Quant à l’Asie, il y marque aussi son territoire : après l’occupation des Philippines par les Etats-Unis dans la foulée de la guerre hispano-américaine de 1898, il joue en 1905 les médiateurs entre la Russie et le Japon et reçoit, au passage, l’année suivante le prix Nobel de la paix. Le même homme qui revendique le droit d’envoyer les Marines faire leur loi partout se voit salué comme un artisan de paix…
Un progressisme armé
Roosevelt est souvent présenté comme un progressiste. C’est vrai. Au début du siècle, le développement de l’industrie agroalimentaire américaine se fait à partir d’abattoirs aux conditions de travail et d’hygiène détestables, présentées dans le célèbre roman d’Upton Sinclair The Jungle (1906). Le Président défend plusieurs lois sur l’hygiène alimentaire, il développe l’inspection fédérale de la viande et jette les bases de la Food and Drug Administration.
Roosevelt n’est pas un socialiste, mais il reconnaît que les inégalités croissantes menacent la stabilité du pays. Il se pose en arbitre entre capital et travail.
En 1902, il intervient dans la grève des mineurs de Pennsylvanie et s’invente médiateur d’un conflit social. Il convoque patrons et syndicats à la Maison-Blanche et menace de nationaliser les mines si un accord n’est pas trouvé, accord qui se conclura avec des hausses de salaires et une réduction du temps de travail.
Il donne naissance au ministère du Travail pour collecter des données sur le monde du travail.
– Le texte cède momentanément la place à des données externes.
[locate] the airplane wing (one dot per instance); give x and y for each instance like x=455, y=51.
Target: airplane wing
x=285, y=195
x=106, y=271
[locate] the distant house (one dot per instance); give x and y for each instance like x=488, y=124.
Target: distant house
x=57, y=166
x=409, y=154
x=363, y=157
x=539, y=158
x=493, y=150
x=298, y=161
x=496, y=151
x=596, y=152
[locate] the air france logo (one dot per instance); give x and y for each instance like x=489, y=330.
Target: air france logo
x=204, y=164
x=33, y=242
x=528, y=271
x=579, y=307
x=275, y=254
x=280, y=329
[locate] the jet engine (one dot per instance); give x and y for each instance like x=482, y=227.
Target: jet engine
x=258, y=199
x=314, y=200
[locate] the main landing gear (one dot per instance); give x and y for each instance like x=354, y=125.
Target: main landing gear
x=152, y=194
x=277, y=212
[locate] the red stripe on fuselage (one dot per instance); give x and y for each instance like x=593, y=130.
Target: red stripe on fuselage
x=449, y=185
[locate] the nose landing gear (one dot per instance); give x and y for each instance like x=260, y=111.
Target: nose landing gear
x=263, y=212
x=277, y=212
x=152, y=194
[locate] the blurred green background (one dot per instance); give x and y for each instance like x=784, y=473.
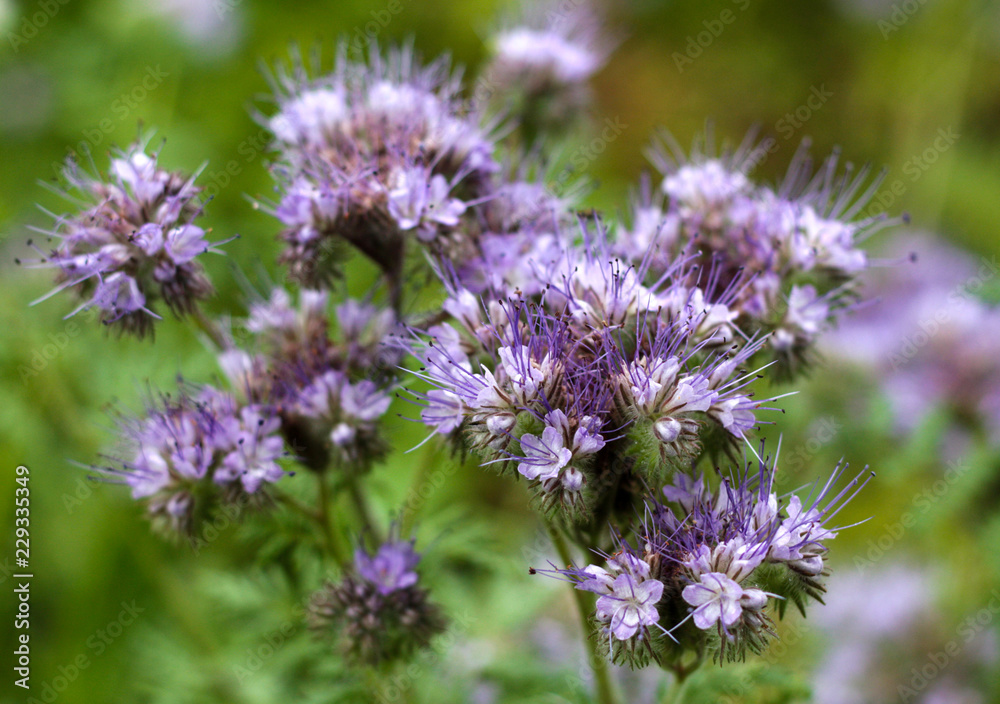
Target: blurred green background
x=69, y=72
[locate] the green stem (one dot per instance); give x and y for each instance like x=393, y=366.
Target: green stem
x=325, y=521
x=606, y=693
x=414, y=498
x=360, y=502
x=209, y=328
x=676, y=693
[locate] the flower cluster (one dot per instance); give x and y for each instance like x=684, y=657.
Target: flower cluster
x=596, y=380
x=132, y=244
x=706, y=564
x=378, y=611
x=543, y=60
x=330, y=387
x=196, y=450
x=374, y=155
x=794, y=247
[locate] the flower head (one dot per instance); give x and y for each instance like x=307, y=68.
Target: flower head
x=132, y=244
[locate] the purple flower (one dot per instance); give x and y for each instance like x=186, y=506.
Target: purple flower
x=628, y=595
x=630, y=606
x=391, y=568
x=545, y=456
x=717, y=600
x=372, y=153
x=132, y=244
x=189, y=447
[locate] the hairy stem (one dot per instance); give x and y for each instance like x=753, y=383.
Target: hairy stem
x=606, y=693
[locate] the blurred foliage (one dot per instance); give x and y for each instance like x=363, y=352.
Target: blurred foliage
x=74, y=82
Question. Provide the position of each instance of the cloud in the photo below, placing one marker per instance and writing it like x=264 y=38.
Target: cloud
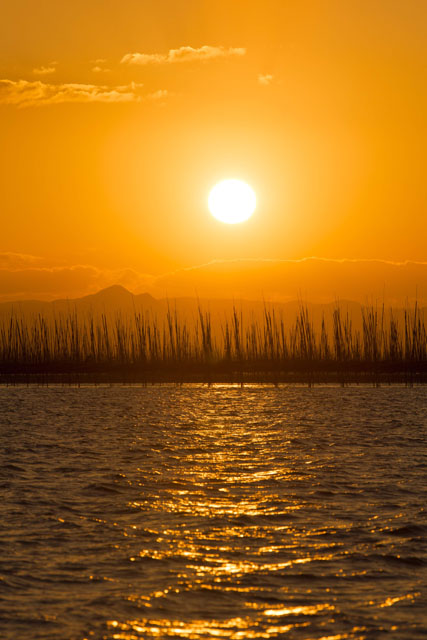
x=44 y=71
x=24 y=93
x=183 y=54
x=48 y=283
x=265 y=79
x=11 y=260
x=312 y=279
x=98 y=69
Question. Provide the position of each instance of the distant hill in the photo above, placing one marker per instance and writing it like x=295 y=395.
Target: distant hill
x=117 y=300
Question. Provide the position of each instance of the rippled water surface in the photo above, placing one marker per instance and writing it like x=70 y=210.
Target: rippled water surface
x=196 y=512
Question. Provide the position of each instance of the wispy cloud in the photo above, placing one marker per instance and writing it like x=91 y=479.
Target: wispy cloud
x=312 y=279
x=12 y=260
x=44 y=71
x=24 y=93
x=98 y=69
x=183 y=54
x=265 y=79
x=99 y=65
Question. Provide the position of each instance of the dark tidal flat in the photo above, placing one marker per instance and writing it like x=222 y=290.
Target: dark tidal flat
x=213 y=512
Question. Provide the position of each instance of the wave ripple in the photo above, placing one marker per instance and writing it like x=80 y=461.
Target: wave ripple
x=195 y=512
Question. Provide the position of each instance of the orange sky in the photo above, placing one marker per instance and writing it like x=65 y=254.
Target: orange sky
x=116 y=118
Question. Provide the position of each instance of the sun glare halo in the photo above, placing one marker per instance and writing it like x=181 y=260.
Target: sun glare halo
x=232 y=201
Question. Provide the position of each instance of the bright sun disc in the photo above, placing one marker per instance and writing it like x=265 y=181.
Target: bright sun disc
x=232 y=201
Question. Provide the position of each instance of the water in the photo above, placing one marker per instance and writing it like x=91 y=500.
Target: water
x=195 y=512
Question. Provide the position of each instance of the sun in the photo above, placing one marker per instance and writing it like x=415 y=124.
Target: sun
x=232 y=201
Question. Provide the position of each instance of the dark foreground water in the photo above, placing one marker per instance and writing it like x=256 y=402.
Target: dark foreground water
x=217 y=512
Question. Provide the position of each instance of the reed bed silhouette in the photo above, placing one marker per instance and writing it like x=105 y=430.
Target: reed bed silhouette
x=141 y=347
Dans une loi de 1906, il rend les compagnies ferroviaires responsables des accidents de travail de leurs employés, une avancée importante.
Sous la présidence de Roosevelt, la surface des terres protégées triple aux Etats-Unis
Roosevelt s’impose également dans le champ de l’environnement. Une loi de 1906 lui donne le pouvoir de protéger des sites naturels ou historiques sans passer par le Congrès, il s’en sert pour créer des monuments nationaux, dont le Grand Canyon qui est alors une simple réserve.
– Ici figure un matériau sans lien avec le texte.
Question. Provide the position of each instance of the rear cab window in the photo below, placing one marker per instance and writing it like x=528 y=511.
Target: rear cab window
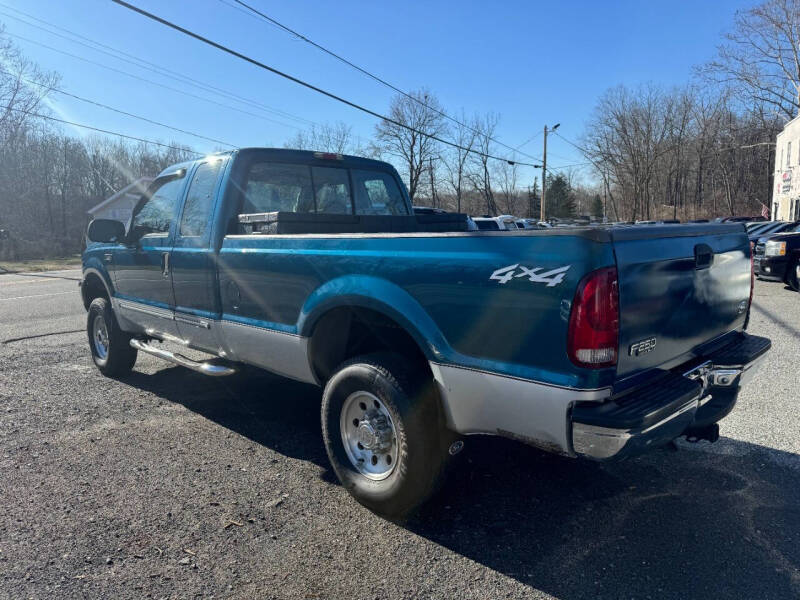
x=377 y=193
x=268 y=186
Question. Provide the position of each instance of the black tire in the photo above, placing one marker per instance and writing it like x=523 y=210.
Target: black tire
x=419 y=432
x=119 y=357
x=791 y=275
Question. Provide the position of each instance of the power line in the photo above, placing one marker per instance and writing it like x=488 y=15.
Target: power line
x=107 y=131
x=150 y=81
x=369 y=74
x=305 y=84
x=122 y=112
x=149 y=66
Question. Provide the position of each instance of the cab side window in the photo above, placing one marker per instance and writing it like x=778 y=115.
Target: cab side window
x=377 y=194
x=200 y=199
x=156 y=210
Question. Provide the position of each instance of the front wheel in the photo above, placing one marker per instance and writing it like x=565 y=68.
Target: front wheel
x=111 y=349
x=793 y=275
x=383 y=433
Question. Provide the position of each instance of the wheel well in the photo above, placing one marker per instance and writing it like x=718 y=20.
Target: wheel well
x=345 y=332
x=93 y=287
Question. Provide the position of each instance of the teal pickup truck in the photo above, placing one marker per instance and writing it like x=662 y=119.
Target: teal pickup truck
x=588 y=342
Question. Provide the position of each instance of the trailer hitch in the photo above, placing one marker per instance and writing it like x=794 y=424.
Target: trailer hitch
x=709 y=432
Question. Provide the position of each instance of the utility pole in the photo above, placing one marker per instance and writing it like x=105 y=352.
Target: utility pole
x=544 y=171
x=544 y=177
x=433 y=186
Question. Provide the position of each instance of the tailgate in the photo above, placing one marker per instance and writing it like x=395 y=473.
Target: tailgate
x=680 y=286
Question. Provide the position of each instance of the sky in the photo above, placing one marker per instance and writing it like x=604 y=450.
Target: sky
x=533 y=63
Sous sa présidence, la surface des terres protégées triple aux Etats-Unis et il crée cinq parcs nationaux, 18 monuments nationaux, 150 forêts nationales, et 51 refuges pour oiseaux. Il donne également naissance à l’organisme fédéral chargé de gérer durablement les forêts publiques.
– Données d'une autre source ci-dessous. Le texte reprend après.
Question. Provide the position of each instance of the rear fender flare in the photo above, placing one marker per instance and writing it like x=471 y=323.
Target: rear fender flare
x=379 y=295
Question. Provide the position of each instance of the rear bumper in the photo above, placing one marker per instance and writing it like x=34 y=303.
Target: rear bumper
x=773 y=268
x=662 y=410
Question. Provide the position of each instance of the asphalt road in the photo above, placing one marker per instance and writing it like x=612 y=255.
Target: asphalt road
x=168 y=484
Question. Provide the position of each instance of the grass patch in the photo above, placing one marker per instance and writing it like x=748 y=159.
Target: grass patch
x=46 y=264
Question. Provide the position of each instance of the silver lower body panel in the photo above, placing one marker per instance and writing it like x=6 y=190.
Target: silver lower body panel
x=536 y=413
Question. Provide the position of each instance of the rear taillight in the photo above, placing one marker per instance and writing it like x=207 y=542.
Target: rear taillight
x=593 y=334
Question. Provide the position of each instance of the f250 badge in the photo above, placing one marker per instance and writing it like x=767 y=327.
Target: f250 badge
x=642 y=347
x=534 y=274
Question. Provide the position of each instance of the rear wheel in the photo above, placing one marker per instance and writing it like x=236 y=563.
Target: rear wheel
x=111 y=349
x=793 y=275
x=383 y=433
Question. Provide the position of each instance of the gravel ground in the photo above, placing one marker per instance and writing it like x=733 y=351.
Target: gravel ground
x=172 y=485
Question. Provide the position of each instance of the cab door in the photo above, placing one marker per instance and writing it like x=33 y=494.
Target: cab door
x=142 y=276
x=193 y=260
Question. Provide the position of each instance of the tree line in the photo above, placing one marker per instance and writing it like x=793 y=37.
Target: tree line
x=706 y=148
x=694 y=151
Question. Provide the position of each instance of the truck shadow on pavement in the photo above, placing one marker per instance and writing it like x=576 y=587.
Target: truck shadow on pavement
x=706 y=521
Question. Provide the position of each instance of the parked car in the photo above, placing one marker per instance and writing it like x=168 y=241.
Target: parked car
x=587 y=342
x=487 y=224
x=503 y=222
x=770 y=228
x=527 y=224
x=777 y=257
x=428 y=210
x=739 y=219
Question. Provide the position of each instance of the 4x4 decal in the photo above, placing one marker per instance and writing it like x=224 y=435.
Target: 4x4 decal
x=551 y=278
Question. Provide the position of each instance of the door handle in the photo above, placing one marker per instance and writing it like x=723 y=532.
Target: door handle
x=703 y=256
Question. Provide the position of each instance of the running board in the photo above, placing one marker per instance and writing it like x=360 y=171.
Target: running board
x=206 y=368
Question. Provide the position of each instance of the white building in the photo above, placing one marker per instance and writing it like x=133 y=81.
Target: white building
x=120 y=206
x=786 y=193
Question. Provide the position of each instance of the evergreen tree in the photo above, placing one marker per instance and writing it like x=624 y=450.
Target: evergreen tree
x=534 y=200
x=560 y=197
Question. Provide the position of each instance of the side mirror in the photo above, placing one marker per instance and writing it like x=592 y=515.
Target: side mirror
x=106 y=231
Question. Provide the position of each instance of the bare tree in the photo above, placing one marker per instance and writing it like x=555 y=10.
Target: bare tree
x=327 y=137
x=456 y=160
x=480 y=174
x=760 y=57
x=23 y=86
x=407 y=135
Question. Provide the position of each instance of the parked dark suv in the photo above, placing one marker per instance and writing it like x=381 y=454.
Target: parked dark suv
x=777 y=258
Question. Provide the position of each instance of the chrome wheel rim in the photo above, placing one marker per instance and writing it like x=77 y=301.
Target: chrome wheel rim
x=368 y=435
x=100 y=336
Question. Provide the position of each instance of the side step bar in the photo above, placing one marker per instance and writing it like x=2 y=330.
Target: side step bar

Teddy Roosevelt n’est pas un révolutionnaire, il s’agit d’amender le système capitaliste américain, pas de le renverser. Il veut une sorte de « capitalisme honnête » et, surtout, une Amérique forte. Il résumera plus tard sa vision ainsi :
« La richesse de chacun d’entre nous dépend fondamentalement de la richesse de tous. »
Derrière la modernisation interne, le rêve impérial d’une Amérique à la fois morale et dominatrice se dessine déjà.
Ce rêve n’a, depuis, jamais tout à fait quitté Washington, en particulier Donald Trump qui, malheureusement, n’a retenu de Theodore Roosevelt que la politique internationale agressive, oubliant les avancées sociales réalisées par son lointain prédécesseur.